50. La Cour rejette donc l’exception formulée quant à l’applicabilité en l’espèce de l’article 6 § 1 de la Convention et décide de joindre au fond l’exception concernant la tardivité de la requête.

Par ailleurs, constatant que la requête n’est pas manifestement mal fondée au sens de l’article 35 § 3 de la Convention et qu’elle ne se heurte à aucun autre motif d’irrecevabilité, la Cour la déclare recevable.

B. Sur le fond

1. Arguments des parties

a.

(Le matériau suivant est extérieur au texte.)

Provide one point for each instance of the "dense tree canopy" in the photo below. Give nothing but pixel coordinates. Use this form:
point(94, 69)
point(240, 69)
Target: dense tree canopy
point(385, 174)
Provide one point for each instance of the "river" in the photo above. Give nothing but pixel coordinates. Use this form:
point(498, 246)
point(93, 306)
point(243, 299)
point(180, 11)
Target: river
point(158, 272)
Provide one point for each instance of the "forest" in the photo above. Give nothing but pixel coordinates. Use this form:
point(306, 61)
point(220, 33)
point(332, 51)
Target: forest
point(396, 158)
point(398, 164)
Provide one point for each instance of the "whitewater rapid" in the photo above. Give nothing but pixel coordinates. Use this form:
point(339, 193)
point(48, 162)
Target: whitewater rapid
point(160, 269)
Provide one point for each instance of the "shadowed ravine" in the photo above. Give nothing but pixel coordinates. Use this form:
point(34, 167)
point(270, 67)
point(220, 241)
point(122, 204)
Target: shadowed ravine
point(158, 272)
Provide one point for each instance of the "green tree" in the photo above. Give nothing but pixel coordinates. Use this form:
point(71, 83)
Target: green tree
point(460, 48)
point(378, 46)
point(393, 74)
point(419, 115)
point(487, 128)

Le Gouvernement

51. Le Gouvernement soutient derechef (paragraphe 43 ci-dessus) que, dans la présente affaire, le rectorat a agi dans les limites de sa marge d’appréciation en matière de recrutement des enseignants-chercheurs, ces derniers ne pouvant selon lui revendiquer un droit quelconque à un contrat permanent.

52. À cet égard, le Gouvernement précise que l’établissement d’un rapport d’appréciation et la décision de licencier ne constituent pas une « chaîne d’actes » (zincir işlem), au sens du droit administratif ; aussi, à ses yeux, l’annulation du rapport litigieux ne pouvait entraîner d’office la réintégration du requérant à son poste. Du reste, selon le droit turc, aucun tribunal administratif n’aurait pu contraindre le rectorat à renouveler le contrat du requérant ni à affecter celui-ci à un poste définitif.

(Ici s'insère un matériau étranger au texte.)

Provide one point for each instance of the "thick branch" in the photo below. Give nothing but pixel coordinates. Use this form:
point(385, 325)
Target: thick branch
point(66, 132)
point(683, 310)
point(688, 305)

53. Retournant aux faits de la cause, le Gouvernement argue de ce que, en l’espèce, le rapport d’appréciation litigieux portant sur l’année d’exercice 2000 n’était pas le seul élément à l’origine du licenciement du requérant. À cet égard, il indique que, en fait, après s’être livrés à un examen de tous les arguments des parties, les juges administratifs ont débouté le requérant sur le fondement de son dossier disciplinaire et de tous ses rapports d’appréciation, établis depuis 1996, qui auraient tous été défavorables, et non pas uniquement à partir du rapport litigieux, qui, du reste n’aurait été annulé que pour un vice de forme, de façon à laisser intact son bien-fondé.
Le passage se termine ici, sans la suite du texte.